Дана вышла замуж, была уже на шестом месяце и одновременно и счастлива, и довольна, если верить ее письму. Фергусон порадовался за нее. Зная то, что он теперь знал о себе самом, он отчетливо видел, что она хорошо поступила, избежав брака с человеком, не способным зачать детей, но как бы ни хотел он написать ей в ответ и поздравить ее, другие части ее письма его обеспокоили, и он до сих пор нащупывал способ ей ответить. Приподнятый тон ее замечаний о войне, о самодовольной уверенности в военном покорении, о племенной приверженности иудейских воинов, побеждающих мириады своих врагов. Западный берег, Синай, Восточный Иерусалим теперь все под контролем израильтян, и да, то была великая и удивительная победа, и, разумеется, они горды собой, но ничего хорошего из этого не выйдет, если Израиль станет упорствовать в своей оккупации этих территорий, ощущал Фергусон, это лишь приведет к б?льшим неприятностям в дальнейшем, вот только Дана этого не видела, и, вероятно, никто в Израиле не был способен взглянуть на ситуацию снаружи, все они так долго просидели в ловушке страха, а теперь танцевали в свежезавоеванном могуществе, и поскольку Фергусон не желал расстраивать Дану своими мнениями, которые могли оказаться, насколько он понимал, и неверными, он все откладывал и откладывал письмо, которое хотел написать.

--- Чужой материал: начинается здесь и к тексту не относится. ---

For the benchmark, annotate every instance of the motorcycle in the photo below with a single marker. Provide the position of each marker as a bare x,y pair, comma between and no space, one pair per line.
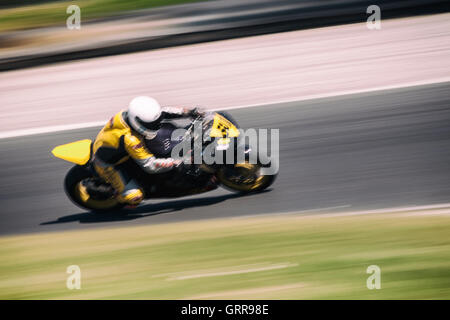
86,189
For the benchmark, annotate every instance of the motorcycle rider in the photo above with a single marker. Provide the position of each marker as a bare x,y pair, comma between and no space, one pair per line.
123,138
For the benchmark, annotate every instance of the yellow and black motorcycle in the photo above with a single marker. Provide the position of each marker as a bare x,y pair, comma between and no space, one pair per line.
219,131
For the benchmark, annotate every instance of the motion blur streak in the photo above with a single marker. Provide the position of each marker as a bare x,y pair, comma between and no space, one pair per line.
370,151
269,68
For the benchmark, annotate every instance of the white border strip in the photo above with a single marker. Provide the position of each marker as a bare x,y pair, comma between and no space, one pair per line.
65,127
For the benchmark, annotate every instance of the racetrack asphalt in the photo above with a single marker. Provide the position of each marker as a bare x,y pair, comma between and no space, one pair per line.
363,151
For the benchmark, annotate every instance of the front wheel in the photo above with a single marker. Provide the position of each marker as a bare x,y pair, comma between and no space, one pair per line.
75,187
245,177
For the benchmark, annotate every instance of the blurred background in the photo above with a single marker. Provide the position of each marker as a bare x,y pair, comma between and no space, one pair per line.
364,148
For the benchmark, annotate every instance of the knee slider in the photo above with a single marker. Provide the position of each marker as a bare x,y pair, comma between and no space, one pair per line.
133,197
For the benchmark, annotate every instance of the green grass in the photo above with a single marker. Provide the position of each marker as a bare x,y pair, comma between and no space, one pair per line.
323,258
54,13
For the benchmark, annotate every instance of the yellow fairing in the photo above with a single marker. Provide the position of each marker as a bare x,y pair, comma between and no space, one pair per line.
77,152
223,128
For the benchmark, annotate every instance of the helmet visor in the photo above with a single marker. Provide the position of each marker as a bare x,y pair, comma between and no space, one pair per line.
153,125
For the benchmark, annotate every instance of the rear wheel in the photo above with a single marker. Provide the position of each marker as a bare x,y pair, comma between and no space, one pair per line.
245,177
76,186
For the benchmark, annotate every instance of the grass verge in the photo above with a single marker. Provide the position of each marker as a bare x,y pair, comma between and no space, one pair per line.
54,13
271,257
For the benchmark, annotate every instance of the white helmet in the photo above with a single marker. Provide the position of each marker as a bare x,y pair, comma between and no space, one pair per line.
143,115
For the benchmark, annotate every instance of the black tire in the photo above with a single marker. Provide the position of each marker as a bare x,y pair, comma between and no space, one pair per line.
71,184
267,181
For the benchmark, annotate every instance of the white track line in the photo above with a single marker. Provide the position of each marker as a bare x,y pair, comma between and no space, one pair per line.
49,129
413,210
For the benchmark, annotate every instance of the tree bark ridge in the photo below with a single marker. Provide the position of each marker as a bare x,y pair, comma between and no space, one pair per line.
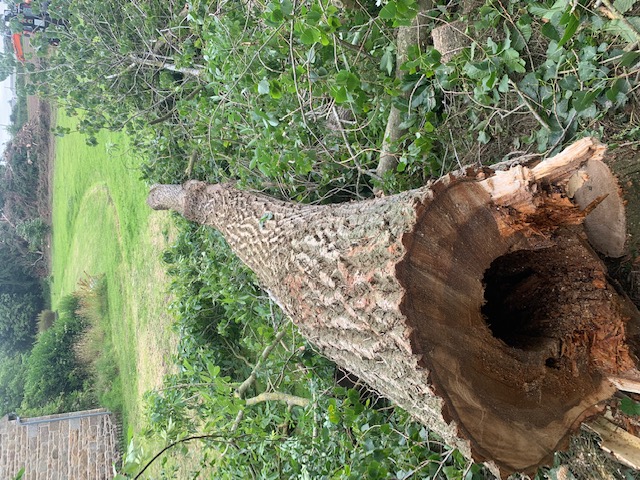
475,302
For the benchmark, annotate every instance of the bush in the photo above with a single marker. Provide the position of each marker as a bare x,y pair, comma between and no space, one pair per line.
46,318
12,371
34,232
18,320
53,372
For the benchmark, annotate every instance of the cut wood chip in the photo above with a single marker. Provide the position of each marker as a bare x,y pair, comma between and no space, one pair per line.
617,441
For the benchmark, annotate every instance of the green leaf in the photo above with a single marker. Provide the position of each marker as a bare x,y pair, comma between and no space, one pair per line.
275,90
310,36
583,100
286,6
263,86
629,58
503,86
339,93
571,27
623,6
630,407
387,61
550,32
389,11
348,79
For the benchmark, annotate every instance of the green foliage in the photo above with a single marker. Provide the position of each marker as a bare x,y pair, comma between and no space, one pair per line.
54,378
45,320
34,232
292,98
94,347
12,371
630,407
18,320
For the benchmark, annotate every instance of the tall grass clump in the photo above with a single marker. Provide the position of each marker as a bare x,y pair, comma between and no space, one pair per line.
94,348
46,319
72,364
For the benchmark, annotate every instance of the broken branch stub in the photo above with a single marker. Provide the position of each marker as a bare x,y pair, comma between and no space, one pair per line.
476,303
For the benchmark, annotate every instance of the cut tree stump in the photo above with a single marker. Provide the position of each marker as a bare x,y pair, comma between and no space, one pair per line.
477,303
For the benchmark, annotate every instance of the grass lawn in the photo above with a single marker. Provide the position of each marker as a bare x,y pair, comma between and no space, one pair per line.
102,226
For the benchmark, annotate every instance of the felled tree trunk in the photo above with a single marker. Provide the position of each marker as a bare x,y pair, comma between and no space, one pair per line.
476,303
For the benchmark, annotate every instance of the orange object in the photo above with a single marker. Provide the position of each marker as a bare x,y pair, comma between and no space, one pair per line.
16,39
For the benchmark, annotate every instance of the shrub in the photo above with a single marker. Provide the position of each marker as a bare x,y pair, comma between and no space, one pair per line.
18,320
46,318
34,232
53,372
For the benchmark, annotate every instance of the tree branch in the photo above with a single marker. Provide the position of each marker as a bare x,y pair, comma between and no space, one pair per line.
414,34
291,400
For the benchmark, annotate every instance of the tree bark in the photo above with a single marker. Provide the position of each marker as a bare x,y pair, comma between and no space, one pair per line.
476,303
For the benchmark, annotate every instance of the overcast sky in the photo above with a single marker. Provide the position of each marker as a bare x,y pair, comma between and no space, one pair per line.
6,95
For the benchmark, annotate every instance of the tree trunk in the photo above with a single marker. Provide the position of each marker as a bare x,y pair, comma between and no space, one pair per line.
475,303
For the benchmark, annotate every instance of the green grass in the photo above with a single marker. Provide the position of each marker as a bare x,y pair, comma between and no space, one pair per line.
101,225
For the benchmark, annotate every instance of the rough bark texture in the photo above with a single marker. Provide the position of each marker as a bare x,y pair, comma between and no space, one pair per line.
475,302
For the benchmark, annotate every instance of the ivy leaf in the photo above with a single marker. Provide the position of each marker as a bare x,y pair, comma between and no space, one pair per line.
630,407
347,79
571,26
310,36
263,86
286,6
389,11
583,100
623,6
339,93
387,61
550,32
629,58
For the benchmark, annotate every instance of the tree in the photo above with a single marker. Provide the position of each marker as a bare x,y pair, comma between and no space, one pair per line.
18,320
475,303
12,374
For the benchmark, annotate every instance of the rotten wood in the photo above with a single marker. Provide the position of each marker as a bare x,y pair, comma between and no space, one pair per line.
477,303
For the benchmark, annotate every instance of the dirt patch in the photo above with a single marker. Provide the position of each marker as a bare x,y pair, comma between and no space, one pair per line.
41,120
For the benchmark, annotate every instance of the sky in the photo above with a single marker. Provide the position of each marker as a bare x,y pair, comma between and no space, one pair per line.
6,96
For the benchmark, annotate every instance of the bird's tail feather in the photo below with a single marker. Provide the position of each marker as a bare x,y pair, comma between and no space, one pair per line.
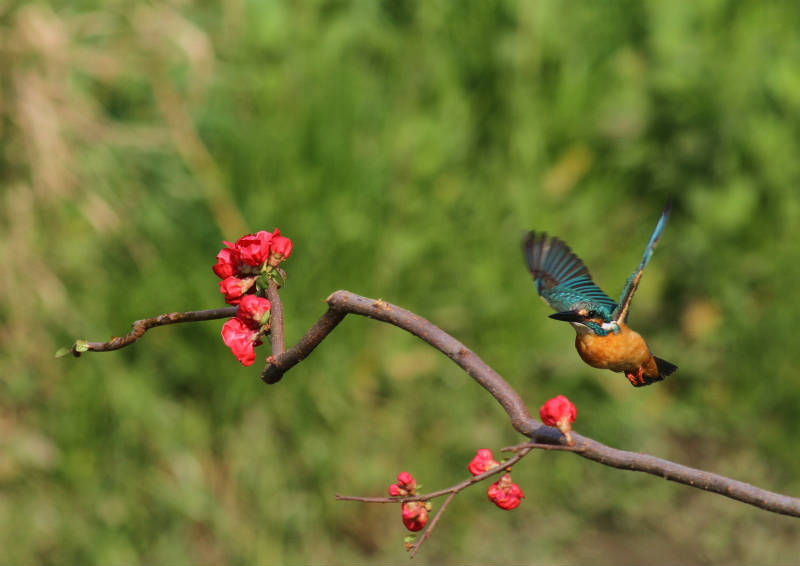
665,368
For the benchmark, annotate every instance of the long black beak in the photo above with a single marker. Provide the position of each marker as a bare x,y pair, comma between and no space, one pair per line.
568,316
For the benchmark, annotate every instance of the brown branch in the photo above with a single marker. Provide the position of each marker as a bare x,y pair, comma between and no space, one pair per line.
426,534
341,303
142,326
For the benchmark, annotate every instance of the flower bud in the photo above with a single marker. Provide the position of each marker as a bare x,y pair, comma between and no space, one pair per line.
482,462
233,288
241,339
280,248
227,261
559,412
504,493
254,248
415,515
253,311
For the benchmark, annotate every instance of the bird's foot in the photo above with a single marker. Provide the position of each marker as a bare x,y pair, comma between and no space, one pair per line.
636,378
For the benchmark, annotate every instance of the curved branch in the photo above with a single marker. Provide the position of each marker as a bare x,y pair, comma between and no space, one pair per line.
142,326
342,303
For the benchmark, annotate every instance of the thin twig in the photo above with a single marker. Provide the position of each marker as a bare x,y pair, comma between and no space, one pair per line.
276,339
460,486
432,525
142,326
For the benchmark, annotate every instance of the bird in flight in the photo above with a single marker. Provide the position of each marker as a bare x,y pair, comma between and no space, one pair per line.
603,340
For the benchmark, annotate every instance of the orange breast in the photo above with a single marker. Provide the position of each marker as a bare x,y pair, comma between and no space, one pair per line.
626,351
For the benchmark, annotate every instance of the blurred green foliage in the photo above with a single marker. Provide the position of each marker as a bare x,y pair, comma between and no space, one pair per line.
403,146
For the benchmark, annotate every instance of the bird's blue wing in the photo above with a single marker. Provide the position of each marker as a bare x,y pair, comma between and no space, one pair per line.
621,312
562,279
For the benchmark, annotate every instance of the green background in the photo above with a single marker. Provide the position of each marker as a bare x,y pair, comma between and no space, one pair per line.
404,147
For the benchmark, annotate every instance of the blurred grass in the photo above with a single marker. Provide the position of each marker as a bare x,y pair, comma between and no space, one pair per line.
403,146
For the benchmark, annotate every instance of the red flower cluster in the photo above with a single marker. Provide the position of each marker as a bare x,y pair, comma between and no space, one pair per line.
559,412
482,462
406,485
415,513
243,333
239,265
245,269
504,493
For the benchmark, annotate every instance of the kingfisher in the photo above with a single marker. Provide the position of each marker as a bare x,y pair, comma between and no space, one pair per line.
602,339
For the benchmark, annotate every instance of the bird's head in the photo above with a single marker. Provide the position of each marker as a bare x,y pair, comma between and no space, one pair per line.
588,319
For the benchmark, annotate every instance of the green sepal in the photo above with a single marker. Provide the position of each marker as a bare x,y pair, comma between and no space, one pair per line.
262,283
276,276
65,351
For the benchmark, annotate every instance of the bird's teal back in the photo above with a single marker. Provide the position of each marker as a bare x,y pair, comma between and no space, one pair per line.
562,279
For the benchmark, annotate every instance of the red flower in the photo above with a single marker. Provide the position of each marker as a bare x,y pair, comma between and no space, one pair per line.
254,248
280,247
241,339
406,484
482,462
253,311
233,288
559,412
227,261
504,493
415,515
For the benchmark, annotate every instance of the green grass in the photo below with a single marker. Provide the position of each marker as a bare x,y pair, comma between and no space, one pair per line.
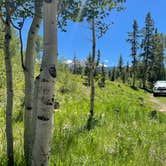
126,131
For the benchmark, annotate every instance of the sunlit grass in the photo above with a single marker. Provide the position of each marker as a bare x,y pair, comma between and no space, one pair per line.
125,130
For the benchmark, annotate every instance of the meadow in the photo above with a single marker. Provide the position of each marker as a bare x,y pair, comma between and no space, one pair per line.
127,130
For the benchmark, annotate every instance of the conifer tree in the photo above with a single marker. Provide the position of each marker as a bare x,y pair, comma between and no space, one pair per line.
120,67
147,45
87,71
133,39
74,64
103,74
157,71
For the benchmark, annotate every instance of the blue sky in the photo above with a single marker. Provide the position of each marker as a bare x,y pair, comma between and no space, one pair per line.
113,43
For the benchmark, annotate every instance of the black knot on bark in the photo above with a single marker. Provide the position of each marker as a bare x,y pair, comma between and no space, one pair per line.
56,105
7,36
38,77
43,118
29,108
48,1
52,71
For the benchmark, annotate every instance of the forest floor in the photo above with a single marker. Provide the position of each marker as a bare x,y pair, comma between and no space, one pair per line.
159,103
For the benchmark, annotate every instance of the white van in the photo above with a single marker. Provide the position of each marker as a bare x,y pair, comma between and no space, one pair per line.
159,88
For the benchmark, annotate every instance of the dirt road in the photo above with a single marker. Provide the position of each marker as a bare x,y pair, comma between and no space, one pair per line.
160,105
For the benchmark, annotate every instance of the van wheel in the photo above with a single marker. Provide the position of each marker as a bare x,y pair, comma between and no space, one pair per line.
154,94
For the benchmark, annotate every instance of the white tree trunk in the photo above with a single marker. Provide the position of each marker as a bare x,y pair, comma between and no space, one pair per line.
45,103
29,78
9,85
92,70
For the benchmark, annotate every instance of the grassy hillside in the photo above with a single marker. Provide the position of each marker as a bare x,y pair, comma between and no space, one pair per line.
126,131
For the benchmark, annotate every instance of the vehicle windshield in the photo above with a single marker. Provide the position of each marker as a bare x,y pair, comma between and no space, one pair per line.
161,83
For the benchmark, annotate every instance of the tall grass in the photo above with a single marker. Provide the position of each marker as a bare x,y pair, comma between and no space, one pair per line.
126,131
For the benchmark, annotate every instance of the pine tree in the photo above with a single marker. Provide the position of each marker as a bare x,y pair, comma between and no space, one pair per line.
120,67
102,80
87,71
157,71
147,45
134,35
113,74
74,64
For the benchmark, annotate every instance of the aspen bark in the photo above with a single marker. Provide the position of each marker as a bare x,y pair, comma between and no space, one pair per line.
9,84
29,77
45,101
92,95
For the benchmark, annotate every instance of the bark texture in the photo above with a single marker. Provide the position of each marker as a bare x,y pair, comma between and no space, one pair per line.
29,78
92,95
9,84
45,101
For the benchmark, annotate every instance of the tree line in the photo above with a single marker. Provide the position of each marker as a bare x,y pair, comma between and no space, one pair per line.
39,92
147,59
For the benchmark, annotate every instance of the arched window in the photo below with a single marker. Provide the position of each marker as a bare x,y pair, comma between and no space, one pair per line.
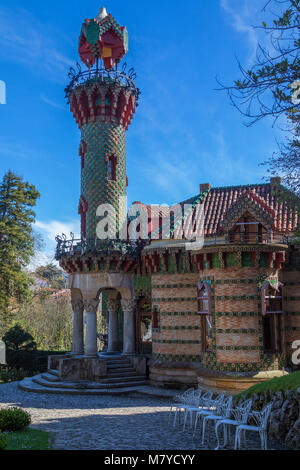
204,309
107,104
98,106
248,230
111,167
271,297
155,318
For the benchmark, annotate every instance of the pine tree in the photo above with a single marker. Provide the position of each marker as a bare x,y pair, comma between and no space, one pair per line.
16,240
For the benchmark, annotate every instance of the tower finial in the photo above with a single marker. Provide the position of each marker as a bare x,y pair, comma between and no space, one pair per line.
102,14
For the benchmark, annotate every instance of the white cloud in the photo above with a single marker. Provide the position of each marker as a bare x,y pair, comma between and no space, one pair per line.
242,15
53,228
52,103
25,40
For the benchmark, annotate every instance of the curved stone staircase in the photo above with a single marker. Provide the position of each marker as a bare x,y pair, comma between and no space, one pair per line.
121,378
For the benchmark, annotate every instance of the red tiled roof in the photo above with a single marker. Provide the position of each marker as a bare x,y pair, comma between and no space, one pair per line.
218,201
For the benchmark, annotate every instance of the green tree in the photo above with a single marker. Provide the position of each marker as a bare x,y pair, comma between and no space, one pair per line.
271,86
17,198
17,339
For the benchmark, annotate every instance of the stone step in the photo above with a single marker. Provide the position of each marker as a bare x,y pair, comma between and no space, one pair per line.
121,373
29,385
121,379
53,372
89,385
49,377
115,365
117,370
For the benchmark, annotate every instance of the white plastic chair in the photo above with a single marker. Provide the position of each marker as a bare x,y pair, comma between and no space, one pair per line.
207,406
195,401
260,419
223,411
240,416
179,407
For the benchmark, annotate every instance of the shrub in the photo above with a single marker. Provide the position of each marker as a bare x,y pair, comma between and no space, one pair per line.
14,419
11,375
3,441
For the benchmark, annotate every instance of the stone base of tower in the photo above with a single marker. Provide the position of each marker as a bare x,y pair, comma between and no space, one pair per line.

Через шесть дней после того, как вернулся из Вудс-Хола, он отправился в свою очередную бесцельную прогулку по городу, и вот, когда проходил мимо пустыря, заваленного выброшенными холодильниками, безголовыми куклами и разбитыми детскими стульчиками, в уме у него всплыла вдруг непрошеная фраза, два слова, явившиеся ему словно бы из ниоткуда и продолжавшие повторяться, пока он шагал дальше, столица развалин, и чем больше он думал о тех словах, тем более убежденным становился, что они – заголовок его следующей работы, на сей раз романа, его первой попытки написать роман, суровую и безжалостную книгу о разломанной стране, в которой он жил, спуск в гораздо более темную область, нежели все, что было прежде, и даже пока шел он по тротуару в тот день, она начинала вылепливаться у него внутри – история о враче по имени Генри Нойз, чью фамилию он украл у медика-приготовишки Вильяма Нойса, соседа Фергусона по общежитской квартире в Браун-Холле, но фамилия, произносившаяся так, словно была английским словом шум, однако раскладывалась в написании на нет и да, если отделить друг от дружки вторую и третью буквы, была неизбежным выбором, единственным из возможных, что отвечал нуждам истории. «Столица развалин». На этот роман в двести сорок шесть страниц у Фергусона уйдет два года, но за день до того, как отправиться на ферму к Говарду в Вермонт, 30 июня 1967 года, он сел и написал первый вариант первого абзаца того, что он со временем начнет считать своей первой настоящей книгой.